ECLI:NL:CRVB:2022:331
Centrale Raad van Beroep
- Eerste en enige aanleg
- Rechtspraak.nl
Afwijzing aanvraag erkenning als burger-oorlogsslachtoffer onder de Wubo
In deze zaak heeft appellante, geboren in 1945, een aanvraag ingediend om erkend te worden als burger-oorlogsslachtoffer op basis van de Wet uitkeringen burger-oorlogsslachtoffers 1940-1945 (Wubo). De aanvraag werd afgewezen door de Pensioen- en Uitkeringsraad, omdat niet voldoende was aangetoond dat appellante direct betrokken was bij oorlogsgeweld. De Raad voor de Rechtspraak heeft de zaak behandeld en op 28 januari 2022 uitspraak gedaan.
De Raad oordeelde dat de door appellante en haar familie gegeven verklaringen over beschietingen niet voldoende bewijs boden voor directe betrokkenheid bij het oorlogsgeweld. De Wubo vereist dat de aanvrager daadwerkelijk lichamelijk of psychisch letsel heeft opgelopen door directe betrokkenheid bij de gewelddadigheden.
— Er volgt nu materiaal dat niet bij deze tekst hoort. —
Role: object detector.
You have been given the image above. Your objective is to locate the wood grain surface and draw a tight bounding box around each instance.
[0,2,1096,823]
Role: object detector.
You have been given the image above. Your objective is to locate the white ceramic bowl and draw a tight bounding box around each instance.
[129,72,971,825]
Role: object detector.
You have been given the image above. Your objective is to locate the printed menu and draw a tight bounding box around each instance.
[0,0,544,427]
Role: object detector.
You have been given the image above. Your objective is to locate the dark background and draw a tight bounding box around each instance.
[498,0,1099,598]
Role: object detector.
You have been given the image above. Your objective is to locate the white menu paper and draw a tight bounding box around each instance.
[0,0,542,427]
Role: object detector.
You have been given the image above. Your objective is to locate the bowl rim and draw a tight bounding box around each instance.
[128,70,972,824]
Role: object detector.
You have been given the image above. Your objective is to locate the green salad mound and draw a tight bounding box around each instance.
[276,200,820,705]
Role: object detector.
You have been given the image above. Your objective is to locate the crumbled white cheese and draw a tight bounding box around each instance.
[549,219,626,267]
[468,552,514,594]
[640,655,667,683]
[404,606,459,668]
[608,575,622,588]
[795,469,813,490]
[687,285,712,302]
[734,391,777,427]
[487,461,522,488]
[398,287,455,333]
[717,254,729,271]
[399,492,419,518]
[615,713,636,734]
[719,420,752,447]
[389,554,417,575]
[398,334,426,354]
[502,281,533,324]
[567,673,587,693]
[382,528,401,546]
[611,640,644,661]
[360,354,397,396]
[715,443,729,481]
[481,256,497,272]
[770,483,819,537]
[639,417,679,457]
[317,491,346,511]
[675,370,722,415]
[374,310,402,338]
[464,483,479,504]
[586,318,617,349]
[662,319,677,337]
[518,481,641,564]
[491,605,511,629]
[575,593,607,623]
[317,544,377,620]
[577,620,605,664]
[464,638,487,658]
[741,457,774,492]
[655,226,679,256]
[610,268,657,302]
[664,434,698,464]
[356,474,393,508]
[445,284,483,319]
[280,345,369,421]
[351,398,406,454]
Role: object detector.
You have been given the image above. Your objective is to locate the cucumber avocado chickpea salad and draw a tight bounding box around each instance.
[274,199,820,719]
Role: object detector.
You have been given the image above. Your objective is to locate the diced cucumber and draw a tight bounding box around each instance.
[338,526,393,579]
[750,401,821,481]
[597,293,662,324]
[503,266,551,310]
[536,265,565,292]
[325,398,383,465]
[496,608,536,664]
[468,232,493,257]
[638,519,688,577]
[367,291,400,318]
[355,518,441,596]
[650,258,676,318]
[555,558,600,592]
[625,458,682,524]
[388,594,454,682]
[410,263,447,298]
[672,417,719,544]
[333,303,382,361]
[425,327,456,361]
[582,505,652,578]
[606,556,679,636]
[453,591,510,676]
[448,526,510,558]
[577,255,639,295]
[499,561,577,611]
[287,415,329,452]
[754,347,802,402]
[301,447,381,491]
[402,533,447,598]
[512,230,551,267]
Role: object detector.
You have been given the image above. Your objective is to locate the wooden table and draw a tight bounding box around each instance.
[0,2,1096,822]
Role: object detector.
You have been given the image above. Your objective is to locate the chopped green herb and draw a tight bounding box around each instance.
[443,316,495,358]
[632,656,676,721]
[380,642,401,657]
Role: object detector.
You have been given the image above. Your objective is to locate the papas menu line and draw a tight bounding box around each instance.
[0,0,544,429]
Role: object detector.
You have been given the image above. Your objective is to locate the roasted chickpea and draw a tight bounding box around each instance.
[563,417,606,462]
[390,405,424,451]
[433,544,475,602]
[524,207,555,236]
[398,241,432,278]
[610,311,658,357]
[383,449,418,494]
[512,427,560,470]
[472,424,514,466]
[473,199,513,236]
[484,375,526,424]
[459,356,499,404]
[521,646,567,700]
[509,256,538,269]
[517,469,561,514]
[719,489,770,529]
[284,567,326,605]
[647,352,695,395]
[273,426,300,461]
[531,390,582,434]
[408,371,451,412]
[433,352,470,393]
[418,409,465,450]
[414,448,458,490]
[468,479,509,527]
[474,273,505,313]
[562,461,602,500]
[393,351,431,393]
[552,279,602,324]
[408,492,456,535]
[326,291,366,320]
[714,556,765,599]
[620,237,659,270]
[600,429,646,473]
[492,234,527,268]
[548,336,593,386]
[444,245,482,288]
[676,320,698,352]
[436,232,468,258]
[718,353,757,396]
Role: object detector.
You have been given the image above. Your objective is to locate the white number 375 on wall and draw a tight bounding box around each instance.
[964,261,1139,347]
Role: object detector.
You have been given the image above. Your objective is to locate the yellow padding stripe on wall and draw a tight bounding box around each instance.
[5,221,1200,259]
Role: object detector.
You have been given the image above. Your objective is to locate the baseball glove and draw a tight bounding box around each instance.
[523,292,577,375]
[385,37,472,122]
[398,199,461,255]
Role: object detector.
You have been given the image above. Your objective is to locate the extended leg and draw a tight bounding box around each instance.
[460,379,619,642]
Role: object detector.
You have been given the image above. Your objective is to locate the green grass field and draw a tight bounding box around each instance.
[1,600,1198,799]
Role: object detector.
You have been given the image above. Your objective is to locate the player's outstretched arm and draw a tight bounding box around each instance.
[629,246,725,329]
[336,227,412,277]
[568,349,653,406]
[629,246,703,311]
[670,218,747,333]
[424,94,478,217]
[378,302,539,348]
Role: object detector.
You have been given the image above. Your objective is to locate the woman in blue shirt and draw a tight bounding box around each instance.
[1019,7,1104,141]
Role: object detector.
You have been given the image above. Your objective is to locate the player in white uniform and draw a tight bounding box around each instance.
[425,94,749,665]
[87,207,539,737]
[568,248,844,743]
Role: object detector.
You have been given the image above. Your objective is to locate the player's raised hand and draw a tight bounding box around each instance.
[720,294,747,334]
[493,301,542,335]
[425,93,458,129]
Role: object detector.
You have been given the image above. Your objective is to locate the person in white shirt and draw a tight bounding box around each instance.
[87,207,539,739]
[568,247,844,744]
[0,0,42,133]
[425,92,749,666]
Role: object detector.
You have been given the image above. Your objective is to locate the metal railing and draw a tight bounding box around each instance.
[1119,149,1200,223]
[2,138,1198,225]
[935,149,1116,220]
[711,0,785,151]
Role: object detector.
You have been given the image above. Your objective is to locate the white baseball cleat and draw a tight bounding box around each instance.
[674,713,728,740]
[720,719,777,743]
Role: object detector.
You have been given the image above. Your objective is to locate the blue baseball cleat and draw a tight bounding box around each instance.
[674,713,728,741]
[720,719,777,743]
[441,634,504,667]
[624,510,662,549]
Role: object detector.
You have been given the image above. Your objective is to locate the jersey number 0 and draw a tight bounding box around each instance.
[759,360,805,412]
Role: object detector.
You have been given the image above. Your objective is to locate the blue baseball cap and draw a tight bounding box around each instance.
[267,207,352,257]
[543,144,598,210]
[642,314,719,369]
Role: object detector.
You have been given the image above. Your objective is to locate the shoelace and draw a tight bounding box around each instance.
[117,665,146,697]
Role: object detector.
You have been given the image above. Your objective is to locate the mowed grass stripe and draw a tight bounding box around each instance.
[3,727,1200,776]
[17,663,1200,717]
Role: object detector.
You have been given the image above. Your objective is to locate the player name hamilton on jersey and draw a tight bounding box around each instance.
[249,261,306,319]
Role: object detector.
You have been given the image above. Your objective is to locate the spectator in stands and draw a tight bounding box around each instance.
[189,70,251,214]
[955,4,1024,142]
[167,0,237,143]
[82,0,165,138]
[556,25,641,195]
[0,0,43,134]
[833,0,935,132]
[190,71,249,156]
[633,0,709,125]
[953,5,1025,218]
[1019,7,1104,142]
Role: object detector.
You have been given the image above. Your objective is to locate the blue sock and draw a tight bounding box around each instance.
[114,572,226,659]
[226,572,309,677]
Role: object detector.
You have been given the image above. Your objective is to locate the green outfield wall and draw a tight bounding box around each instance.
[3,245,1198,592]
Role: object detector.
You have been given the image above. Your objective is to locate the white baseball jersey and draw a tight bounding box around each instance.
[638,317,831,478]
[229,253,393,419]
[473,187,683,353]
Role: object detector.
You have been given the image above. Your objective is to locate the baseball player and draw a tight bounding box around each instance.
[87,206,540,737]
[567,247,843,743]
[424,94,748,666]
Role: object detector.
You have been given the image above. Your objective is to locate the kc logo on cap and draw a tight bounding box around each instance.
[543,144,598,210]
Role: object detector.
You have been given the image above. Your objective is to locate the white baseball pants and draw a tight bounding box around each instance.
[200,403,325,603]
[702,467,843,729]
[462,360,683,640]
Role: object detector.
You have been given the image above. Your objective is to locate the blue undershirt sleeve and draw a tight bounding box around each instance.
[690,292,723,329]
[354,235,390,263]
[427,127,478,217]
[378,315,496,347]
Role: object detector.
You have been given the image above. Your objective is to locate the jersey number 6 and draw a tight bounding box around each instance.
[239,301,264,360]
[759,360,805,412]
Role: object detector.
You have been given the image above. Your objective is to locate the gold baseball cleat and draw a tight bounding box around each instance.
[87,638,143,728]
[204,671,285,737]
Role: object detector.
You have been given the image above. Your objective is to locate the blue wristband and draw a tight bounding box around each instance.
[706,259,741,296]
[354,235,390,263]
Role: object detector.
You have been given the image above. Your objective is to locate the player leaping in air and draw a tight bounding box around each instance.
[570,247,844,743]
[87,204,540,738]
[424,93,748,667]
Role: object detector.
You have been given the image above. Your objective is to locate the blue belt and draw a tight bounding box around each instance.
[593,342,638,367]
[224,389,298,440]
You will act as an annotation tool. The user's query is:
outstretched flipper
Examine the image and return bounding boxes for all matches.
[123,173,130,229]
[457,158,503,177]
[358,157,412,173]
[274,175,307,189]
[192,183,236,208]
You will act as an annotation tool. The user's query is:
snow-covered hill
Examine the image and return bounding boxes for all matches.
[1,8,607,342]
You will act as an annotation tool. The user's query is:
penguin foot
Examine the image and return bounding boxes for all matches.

De Raad concludeerde dat de situatie waarin appellante zich bevond, hoewel angstig, niet voldeed aan de criteria van de Wubo.
Het beroep van appellante werd ongegrond verklaard, en het bestreden besluit van de Pensioen- en Uitkeringsraad bleef in stand. De uitspraak werd gedaan door H. Lagas, met D. Al-Zubaidi als griffier, en vond plaats in het openbaar.